Funktion von Dichtungen in Maschinenbauteilen
Dichtungen schliessen Spalte zwischen zwei Bauteilen oder zwischen bewegten und festen Komponenten. Dabei müssen sie an die Geometrie der Dichtstelle, das Medium, den Druck, die Bewegung und die Umgebungsbedingungen angepasst sein. Je nach Anwendung dichten sie statisch, also zwischen unbewegten Teilen, oder dynamisch bei relativer Bewegung ab.
Typische Einbauorte und Anwendungen
Eingesetzt werden Dichtungen unter anderem in Zylindern, Pumpen, Getrieben, Lagereinheiten, Gehäusen und Leitungsverbindungen. In linearen Bewegungen geht es häufig um die Abdichtung von Kolben oder Stangen, in rotierenden Anwendungen um Wellen und Lagerbereiche. Neben der Medienabdichtung übernehmen Dichtungen oft auch eine Schutzfunktion gegenüber Abrieb, Schmutzeintrag und Spritzwasser.
Ausprägungen von Dichtungen und zugehörige Teilbereiche
Zu den relevanten Ausprägungen gehören Dichtungen für translatorische und rotierende Bewegungen sowie Elemente für reine Schutzaufgaben. Abstreifer entfernen an bewegten Stangen oder Führungen anhaftende Partikel und reduzieren so den Eintrag in das System. Kolbendichtungen sind für lineare Dichtaufgaben in Zylindern ausgelegt, während Radialwellendichtungen rotierende Wellen gegenüber dem Gehäuse abdichten.
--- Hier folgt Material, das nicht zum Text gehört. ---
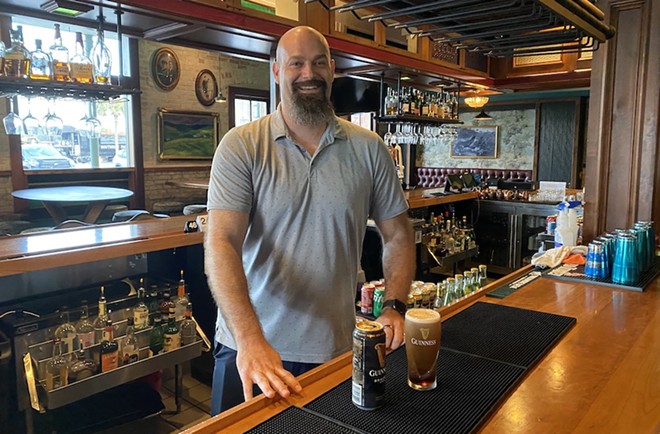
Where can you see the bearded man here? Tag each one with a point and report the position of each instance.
(289, 198)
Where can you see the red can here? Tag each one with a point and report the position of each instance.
(367, 298)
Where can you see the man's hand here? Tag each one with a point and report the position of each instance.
(393, 323)
(260, 364)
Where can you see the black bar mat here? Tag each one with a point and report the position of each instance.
(296, 420)
(469, 388)
(577, 275)
(503, 333)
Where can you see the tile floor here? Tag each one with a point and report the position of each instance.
(195, 408)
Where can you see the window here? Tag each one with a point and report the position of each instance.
(246, 105)
(75, 133)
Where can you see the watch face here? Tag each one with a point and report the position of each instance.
(206, 87)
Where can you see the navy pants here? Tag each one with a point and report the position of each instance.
(227, 391)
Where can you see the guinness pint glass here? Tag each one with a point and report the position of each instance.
(422, 330)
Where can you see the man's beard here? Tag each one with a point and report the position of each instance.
(311, 110)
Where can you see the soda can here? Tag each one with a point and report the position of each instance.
(367, 299)
(368, 383)
(379, 298)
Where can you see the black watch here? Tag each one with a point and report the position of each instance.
(397, 305)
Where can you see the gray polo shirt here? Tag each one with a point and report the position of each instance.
(307, 220)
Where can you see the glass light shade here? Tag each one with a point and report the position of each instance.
(476, 101)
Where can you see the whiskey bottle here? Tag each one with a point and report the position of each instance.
(99, 322)
(101, 59)
(129, 347)
(85, 328)
(82, 70)
(156, 337)
(182, 300)
(57, 368)
(40, 66)
(109, 348)
(141, 311)
(171, 336)
(66, 333)
(17, 57)
(188, 327)
(60, 57)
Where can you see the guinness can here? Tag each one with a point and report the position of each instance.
(368, 365)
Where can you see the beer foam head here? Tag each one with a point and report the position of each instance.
(423, 315)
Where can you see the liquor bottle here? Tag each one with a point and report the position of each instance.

Abgrenzung zu Armaturen, Dämpfungselementen und Dichtköpfen
Dichtungen sind funktionale Einzelelemente zur Abdichtung von Verbindungen und Bewegungsstellen. Sie unterscheiden sich von Armaturen und Ventilen, die Medienströme regeln, absperren oder verteilen. Gegenüber Dämpfungselementen, Schwingungsdämpfern und Stossdämpfern steht nicht die Kraft- oder Vibrationsaufnahme im Vordergrund, sondern die Trennung von Medien und Umgebungen. Dichtköpfe sind in der Regel konstruktiv umfassendere Baugruppen, in denen Dichtungen integriert sein können.